One of the difficult things in item data (and in generic level) is the size. I'm using relative abstract sizes for objects but even then editing data is hard: how to determine the size differences between items? For that purpose I made a visual debug routine which is simply showing items in different abstract size groups. That way I can visualize which items should belong to which group (instead of looking at the item data and get confused). Sizes are relative between object types so a big item is smaller than big monster.
What I hope to achieve from abstact sizes is still a good result to calculate stuff like weight without actually adding any static data for weight itself.
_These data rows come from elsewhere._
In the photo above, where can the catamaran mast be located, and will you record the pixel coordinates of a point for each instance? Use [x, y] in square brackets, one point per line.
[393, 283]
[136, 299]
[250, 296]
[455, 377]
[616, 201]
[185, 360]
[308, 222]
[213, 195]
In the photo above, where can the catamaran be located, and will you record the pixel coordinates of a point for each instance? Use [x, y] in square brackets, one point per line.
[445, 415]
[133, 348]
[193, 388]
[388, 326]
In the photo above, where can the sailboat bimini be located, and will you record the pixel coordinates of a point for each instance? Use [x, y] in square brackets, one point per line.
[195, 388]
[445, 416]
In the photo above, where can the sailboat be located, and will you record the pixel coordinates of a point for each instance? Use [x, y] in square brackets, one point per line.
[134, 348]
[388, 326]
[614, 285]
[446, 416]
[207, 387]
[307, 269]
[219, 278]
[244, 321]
The weight is calculated from material and size, plus maybe some other things like item type.
Monday, 14 May 2012
Back a while I tried to spend every other day programming which didn't work at all. So now I made a new rule that when I want to troll internet I first have to code something. Anything, even just refactor one function. I think it's actually working. I get stuff done and I can also troll internets. Even before I wrote this entry I refactored hidden item creation to check out if there are matching amount of places with intended amount of items.
Saturday, 12 May 2012
I'm using a mask map to mark generic tile types to mask values. The mask map is independent which means a mask value can be different than the usual value for that tile type. I think it's actually required, because rooms and caverns are different yet they of course share common tile types so there is no way to link masks to tile types itself. When I look at how room masks are determined it's a small miracle that it actually seems to work - in its own way. Room generation is still a task that needs work to be done, mostly in interior design but also in big complex room types.